Mark Twain prolaimed Anne Shirley "the most moving and delightful" and "dearest" heroine since the immortal Alice." Millions of readers young and old, in countries all over the world, have agreed; particularly those hovering on the brink of their teens have followed her dauntless leadership into those years of excitement, pain, and discovery, finding her a source of endless fascination, humor, inspiration, and reassurance. Anne's romantic soul, her idealism, and her adventurous spirit often lead her into mishaps, but she always survives, learning from her experience, and the read does too, while enjoying her marvelous adventures.
Fiercely independent and outspoken, Anne is not afraid of conflicts with her elders - this, in an age (the early 1900's) when children were "seen and not heard." But Anne's bright intelligence, honesty, and resourcefulness are impossible to defeat, and she carries the day. Her story spoke to the readers of the time, as it does still, to the young, and the young at heart, today.
Anne of Green Gables, the first novel, introduces our lively heroine at age eleven, fresh from an orphanage, when she must win the right to stay at Green Gables with the taciturn Matthew Cuthbert and his reserved sister, Marilla, and takes her into her teens.
In Anne of Avonlea, she is the village schoolteacher and the story takes her up to her preparations to enter college.

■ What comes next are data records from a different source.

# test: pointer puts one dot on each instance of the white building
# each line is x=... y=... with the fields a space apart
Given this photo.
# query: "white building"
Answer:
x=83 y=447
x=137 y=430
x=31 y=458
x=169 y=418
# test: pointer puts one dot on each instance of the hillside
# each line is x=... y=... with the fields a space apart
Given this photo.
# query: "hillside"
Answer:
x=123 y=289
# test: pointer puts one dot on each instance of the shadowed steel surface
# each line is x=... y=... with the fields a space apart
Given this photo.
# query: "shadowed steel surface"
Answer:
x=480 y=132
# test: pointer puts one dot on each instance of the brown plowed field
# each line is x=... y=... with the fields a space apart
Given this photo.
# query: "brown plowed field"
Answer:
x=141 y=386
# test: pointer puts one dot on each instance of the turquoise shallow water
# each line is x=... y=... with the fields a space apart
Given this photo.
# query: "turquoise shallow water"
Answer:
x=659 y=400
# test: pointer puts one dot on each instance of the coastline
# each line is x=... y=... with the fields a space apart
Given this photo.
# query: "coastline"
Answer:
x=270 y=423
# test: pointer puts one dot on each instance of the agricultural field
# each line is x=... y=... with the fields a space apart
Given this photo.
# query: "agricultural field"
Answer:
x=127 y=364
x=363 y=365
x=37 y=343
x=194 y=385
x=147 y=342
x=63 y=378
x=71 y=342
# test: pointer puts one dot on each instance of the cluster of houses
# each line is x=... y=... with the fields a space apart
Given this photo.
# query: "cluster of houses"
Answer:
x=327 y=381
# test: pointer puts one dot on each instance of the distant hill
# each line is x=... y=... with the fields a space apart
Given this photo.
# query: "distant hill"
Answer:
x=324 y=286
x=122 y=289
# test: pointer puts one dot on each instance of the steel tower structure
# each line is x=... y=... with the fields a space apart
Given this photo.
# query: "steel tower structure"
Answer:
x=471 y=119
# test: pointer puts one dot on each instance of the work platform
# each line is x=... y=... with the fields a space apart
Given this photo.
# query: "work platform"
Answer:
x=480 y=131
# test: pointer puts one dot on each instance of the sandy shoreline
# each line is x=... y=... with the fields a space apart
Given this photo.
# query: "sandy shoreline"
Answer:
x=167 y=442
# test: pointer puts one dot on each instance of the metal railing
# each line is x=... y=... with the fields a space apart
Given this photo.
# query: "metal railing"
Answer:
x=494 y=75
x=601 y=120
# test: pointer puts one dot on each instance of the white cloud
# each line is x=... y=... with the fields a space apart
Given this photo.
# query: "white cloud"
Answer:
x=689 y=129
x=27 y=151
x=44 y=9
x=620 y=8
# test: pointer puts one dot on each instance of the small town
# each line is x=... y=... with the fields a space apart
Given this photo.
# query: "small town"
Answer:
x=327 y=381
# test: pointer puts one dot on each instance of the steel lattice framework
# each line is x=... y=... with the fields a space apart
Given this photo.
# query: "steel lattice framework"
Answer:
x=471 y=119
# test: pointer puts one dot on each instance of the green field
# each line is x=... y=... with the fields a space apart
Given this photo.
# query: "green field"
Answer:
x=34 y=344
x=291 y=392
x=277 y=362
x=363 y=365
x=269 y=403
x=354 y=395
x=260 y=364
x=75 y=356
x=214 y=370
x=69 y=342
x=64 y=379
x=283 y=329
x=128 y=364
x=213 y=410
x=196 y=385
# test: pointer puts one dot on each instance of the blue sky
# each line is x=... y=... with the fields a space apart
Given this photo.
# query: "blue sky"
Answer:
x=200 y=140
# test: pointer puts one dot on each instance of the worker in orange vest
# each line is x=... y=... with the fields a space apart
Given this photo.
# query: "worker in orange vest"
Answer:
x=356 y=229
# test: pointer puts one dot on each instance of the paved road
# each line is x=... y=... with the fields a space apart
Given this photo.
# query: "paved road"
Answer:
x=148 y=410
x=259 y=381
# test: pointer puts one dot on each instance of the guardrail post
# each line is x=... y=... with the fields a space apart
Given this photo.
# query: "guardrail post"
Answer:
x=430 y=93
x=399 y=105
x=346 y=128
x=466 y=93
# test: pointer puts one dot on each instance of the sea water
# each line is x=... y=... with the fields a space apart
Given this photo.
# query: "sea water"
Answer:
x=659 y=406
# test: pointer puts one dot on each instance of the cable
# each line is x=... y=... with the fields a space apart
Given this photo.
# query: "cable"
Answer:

Finally, Anne's House of Dreams, the most romantic, and, many believe, the best of the Anne books, finds Anne, now a lovely young woman, on the verge of her marriage to a young doctor whom she has known and loved for years, and describes the fulfillment of her dreams of romance and career, in a village peopled with memorable characters. This volume is uniquely illustrated with period drawings that evoke the era in which Anne was created and were taken from books and magazines of the day.